# RAPTOR: Recursive Abstractive Processing for Tree-Organized Retrieval

In [2]:
# NOTE: An OpenAI API key must be set here for application initialization, even if not in use.
# If you're not utilizing OpenAI models, assign a placeholder string (e.g., "not_used").
import os
os.environ["OPENAI_API_KEY"] = "your_key"

In [5]:
# Cinderella story defined in sample.txt
with open('finQA/output_summary_text2.txt', 'r') as file:
    text = file.read()

print(text[:100])

Analog Devices, a company in the Tech & Electronics sector, provided financial information for the y


1) **Building**: RAPTOR recursively embeds, clusters, and summarizes chunks of text to construct a tree with varying levels of summarization from the bottom up. You can create a tree from the text in 'sample.txt' using `RA.add_documents(text)`.

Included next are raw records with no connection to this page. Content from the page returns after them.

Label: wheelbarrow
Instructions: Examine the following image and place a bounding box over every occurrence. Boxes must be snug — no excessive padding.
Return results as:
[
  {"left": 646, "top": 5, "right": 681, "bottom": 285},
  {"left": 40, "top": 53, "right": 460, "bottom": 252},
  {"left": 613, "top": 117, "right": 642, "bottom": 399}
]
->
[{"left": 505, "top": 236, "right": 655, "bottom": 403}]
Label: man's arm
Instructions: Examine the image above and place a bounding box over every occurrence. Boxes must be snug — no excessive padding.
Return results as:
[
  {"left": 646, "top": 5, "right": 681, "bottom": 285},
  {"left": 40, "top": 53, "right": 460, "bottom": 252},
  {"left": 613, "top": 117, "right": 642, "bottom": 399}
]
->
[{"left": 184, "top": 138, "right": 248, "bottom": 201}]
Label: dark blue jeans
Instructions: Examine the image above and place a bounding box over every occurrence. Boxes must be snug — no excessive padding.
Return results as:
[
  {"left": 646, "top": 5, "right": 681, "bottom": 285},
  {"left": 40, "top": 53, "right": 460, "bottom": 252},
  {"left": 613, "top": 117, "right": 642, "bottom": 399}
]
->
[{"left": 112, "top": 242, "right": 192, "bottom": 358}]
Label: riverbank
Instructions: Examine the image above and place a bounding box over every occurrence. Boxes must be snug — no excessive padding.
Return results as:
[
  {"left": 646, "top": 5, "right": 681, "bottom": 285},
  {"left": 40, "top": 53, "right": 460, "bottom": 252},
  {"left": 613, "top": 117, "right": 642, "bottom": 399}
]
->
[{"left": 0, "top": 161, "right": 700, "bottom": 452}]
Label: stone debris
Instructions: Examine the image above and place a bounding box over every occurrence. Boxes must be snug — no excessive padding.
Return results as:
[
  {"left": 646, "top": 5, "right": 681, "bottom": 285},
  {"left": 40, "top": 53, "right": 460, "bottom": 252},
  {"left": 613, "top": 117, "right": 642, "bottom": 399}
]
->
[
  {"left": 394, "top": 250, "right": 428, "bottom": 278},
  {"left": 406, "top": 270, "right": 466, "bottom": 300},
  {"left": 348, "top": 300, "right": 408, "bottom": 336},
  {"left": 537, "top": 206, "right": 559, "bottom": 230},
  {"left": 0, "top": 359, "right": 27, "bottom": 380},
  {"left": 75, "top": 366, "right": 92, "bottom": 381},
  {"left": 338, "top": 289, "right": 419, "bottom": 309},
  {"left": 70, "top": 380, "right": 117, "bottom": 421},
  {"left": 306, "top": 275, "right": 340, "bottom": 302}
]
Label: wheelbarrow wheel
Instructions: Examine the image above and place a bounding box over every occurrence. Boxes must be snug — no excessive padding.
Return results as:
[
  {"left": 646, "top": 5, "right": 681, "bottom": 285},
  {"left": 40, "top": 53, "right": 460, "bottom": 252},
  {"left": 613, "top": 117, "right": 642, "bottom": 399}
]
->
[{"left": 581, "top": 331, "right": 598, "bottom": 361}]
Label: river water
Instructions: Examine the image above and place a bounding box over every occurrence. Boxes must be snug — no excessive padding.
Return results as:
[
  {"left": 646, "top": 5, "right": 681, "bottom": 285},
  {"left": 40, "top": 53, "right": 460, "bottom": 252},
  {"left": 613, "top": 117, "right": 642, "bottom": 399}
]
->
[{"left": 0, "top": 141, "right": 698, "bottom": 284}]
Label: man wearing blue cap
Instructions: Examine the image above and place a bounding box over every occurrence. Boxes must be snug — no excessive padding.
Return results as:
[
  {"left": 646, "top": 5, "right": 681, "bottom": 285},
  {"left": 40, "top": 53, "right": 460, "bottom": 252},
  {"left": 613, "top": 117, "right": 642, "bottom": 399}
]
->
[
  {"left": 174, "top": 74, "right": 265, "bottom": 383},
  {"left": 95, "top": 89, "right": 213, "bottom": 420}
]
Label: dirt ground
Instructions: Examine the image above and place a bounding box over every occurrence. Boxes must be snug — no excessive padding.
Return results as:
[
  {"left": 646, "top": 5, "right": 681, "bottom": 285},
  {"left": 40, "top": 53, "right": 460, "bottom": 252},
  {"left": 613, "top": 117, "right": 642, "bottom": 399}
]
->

2) **Querying**: At inference time, the RAPTOR model retrieves information from this tree, integrating data across lengthy documents at different abstraction levels. You can perform queries on the tree with `RA.answer_question`.

### Building the tree

In [6]:
from raptor import RetrievalAugmentation, RetrievalAugmentationConfig

  from .autonotebook import tqdm as notebook_tqdm
2024-05-22 10:56:07,693 - Loading faiss.
2024-05-22 10:56:07,717 - Successfully loaded faiss.


In [7]:
from raptor.QAModels import GPT4oQAModel
from raptor.SummarizationModels import GPT4oSummarizationModel

custom_qa = GPT4oQAModel()
custom_summarizer = GPT4oSummarizationModel()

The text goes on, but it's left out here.